A Castellucio au milieu d'un plateau sous le Monte Vettore le village
a été durement touché et nous avons démonté les tentes qui là
aussi avaient peu servi; sentiment étrange de se trouver à
Castellucio où j'organise chaque année une randonnée VTT autour du
Monte Vettore. Évènement prévu cette année le 28 aout mais que
j'avais du annuler suite au tremblement de terre du 24 aout. Pendant
notre activité il passait régulièrement des touristes aussi bien
italiens qu'étrangers, mais l'accés à la zone rouge, là où les
édifices se sont écroulés leur était interdite. Difficile de dire s'ils venaient voir les dégats ou étaient simplement de passage.
démontage à Castellucio |
La route d'accès à Castellucio est interdite à la circulation civile du aux eboulements causés par les secousses.
eboulements sur la route de Castellucio |
Le dernier jours alors que nous déplacions des meubles dans une
école, de nombreuses secousses (3,9 Richter) eurent lieu, tout le
monde se précipite dehors et s'éloigne des édifices (pour éviter
les chutes de tuiles et autres pierres). De retour à Norcia toute la
population est dans la rue et les pompiers sont sur leurs échelles à
vérifier les èdifices. Le soir dans les rues du centre beaucoup de
personnes se promènent, elles ont peur de rentrer chez elles, les portes des
immeubles sont ouvertes pour éviter qu'elles ne se bloquent et que
les habitants soient coincés à l'intérieur.
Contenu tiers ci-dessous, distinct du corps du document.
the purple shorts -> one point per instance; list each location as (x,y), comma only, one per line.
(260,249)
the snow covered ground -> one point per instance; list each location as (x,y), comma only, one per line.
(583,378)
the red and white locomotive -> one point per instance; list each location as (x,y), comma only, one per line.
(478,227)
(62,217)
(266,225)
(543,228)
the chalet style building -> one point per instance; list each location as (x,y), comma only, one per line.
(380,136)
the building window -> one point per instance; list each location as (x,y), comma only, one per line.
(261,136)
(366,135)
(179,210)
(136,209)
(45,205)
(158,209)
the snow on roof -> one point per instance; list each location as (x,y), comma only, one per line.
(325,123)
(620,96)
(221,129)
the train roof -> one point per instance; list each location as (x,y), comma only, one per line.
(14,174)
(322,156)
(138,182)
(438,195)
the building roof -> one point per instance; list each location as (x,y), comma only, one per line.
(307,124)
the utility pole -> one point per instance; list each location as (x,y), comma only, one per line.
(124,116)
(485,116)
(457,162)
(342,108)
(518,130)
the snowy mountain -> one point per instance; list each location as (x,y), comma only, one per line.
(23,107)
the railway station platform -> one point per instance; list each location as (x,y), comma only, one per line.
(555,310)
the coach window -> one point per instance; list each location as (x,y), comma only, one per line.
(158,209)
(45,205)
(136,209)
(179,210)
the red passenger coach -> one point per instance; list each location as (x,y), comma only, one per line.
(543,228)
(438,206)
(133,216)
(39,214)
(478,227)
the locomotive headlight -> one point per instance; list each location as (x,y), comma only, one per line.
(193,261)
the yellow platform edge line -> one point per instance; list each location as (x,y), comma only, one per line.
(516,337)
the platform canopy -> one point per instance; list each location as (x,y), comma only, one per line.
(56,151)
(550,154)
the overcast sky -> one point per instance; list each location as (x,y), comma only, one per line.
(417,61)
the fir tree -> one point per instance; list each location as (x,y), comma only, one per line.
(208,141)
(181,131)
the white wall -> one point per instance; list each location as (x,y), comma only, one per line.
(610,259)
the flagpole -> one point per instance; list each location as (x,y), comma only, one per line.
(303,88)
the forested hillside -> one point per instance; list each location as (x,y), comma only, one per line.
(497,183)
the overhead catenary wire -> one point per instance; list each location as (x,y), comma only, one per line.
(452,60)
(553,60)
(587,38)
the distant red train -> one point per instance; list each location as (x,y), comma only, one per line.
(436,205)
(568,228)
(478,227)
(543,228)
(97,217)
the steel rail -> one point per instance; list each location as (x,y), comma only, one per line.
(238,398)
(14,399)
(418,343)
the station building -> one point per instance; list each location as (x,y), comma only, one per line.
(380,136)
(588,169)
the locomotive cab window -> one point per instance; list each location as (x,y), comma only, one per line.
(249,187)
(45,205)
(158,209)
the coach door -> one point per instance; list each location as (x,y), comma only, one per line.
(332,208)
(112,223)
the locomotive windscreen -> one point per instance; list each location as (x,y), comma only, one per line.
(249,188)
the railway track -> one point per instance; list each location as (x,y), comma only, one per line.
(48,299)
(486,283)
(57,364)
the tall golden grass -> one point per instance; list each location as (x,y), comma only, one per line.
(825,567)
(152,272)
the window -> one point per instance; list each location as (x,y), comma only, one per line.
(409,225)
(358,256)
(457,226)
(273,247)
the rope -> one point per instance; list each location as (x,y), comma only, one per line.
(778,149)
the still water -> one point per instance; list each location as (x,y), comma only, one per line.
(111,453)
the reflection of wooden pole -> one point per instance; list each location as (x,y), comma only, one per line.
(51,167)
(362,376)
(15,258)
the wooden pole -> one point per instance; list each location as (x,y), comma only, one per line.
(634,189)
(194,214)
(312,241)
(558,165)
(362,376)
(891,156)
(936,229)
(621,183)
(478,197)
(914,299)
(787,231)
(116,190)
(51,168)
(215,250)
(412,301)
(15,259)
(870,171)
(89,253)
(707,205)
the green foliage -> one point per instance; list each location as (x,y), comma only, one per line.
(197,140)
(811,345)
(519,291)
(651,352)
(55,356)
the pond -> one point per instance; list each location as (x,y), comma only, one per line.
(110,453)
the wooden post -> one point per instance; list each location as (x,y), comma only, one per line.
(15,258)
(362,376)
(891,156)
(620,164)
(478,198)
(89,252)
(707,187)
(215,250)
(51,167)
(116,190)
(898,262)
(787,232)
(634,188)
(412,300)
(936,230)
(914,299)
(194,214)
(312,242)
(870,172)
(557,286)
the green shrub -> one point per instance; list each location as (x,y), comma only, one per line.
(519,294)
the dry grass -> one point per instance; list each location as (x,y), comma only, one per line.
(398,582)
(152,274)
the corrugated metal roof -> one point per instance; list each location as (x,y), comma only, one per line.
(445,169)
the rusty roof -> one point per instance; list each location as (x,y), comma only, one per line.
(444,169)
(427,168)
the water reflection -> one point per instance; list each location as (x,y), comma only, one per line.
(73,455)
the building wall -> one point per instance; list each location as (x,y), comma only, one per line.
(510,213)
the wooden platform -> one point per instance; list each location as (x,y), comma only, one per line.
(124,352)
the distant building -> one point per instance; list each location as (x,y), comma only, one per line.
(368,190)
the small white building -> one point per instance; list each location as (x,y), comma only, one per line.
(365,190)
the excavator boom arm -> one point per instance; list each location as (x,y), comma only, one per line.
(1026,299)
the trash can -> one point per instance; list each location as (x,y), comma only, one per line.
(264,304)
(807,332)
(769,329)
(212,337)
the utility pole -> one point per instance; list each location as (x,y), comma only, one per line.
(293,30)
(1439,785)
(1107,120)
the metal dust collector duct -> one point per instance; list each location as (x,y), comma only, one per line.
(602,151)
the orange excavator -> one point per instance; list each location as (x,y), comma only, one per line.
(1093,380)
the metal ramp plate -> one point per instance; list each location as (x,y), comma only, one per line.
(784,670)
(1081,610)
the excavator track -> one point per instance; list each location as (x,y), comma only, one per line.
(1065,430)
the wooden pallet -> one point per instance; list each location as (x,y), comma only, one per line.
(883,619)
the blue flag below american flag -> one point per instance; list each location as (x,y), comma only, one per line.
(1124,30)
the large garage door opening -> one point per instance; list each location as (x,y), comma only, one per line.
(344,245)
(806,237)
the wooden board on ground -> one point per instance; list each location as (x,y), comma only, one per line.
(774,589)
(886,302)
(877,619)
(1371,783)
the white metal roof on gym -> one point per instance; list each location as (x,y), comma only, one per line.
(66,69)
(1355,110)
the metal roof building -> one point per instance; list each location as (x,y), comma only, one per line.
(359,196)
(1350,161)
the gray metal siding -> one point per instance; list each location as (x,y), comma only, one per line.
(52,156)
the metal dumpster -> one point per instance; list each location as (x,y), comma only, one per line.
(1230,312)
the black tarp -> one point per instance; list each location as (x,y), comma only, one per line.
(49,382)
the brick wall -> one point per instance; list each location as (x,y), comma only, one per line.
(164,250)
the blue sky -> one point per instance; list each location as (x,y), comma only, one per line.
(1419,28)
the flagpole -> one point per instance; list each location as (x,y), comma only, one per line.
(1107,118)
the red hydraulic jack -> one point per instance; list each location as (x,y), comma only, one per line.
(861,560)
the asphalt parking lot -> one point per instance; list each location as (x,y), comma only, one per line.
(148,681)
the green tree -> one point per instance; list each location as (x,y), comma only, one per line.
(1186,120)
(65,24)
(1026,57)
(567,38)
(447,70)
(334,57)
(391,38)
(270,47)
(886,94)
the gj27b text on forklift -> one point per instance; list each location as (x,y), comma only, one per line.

En parlant avec les
résidents on sent une détresse profonde surtout due à
l'incertitude et à la lassitude de devoir faire face à une nouvelle
reconstruction, comme c'était le cas lors du tremblement de terre
précédent en 1997.
volontaires de la protezione civile |
Dégats à Castellucio |
San Pellegrino |
Quelques commentaires
- tout d'abord notre travail n'a rien à voir avec les activités de déblaiement et de recherche de personnes ensevelies, nous arrivons plus tard et notre rôle est d'aider la population à supporter les conséquences du tremblement de terre: donc pas de rôle glorieux ou on réussit à sortir un survivant des décombres.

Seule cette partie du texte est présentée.